Remaining integration caveats:
- CodeMode's discovery and schema rendering are FastMCP-native, not Toolplane-native.
- Tool names exposed to CodeMode need safe FastMCP wrapper names, so canonical Toolplane ids and aliases need a stable mapping.
- CodeMode is currently documented as experimental, so depending on it makes FastMCP's transform API part of Toolplane's compatibility surface.
Non-Goals¶
Toolplane should not:
- become a full agent framework.
- pretend it can automatically access sibling MCP servers already configured in Claude Code, Codex, Cursor, or another client.
- become a general credential manager.
- mutate a user's Claude/Codex config without an explicit install command.
- expose ambient local Python and arbitrary CLI execution through MCP by default.
- implement OAuth itself when the MCP client library already owns the protocol.
Dependency Order¶
toolplane-mcp should front-load the facade skeleton once config and policy are
real, then harden auth before calling the public surface complete:
config-driven runtime setup
-> CLI policy: disabled, allowlist, ambient
-> MCP server config loading
-> minimal toolplane serve mcp walking skeleton without remote auth
-> FastMCP OAuth/token-storage behavior verification
-> MCP auth command surface (durable tokens delegated to the bridge)
-> client install helpers
-> Claude plugin packaging
The first public MCP facade should default to safe policy:
or:
ambient CLI mode is useful for local development, but it should be an explicit
project choice before Toolplane is exposed as an MCP server.
Design Test¶
A good Toolplane workflow should answer yes to all of these:
- Can the agent compose more than one capability source in one Python snippet?
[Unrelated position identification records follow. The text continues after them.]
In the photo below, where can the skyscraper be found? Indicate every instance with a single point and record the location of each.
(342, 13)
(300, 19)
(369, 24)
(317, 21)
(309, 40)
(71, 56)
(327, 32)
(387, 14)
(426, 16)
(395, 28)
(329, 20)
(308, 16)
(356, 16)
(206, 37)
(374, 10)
- Can the user inspect what capabilities are available before execution?
- Can the host explain and enforce CLI, MCP, and backend policy?
- Can credentials stay outside the agent-visible namespace?
- Can the same configured runtime be used directly from Python and through MCP?
If the answer is no, the feature probably belongs in a narrower adapter or a later iteration.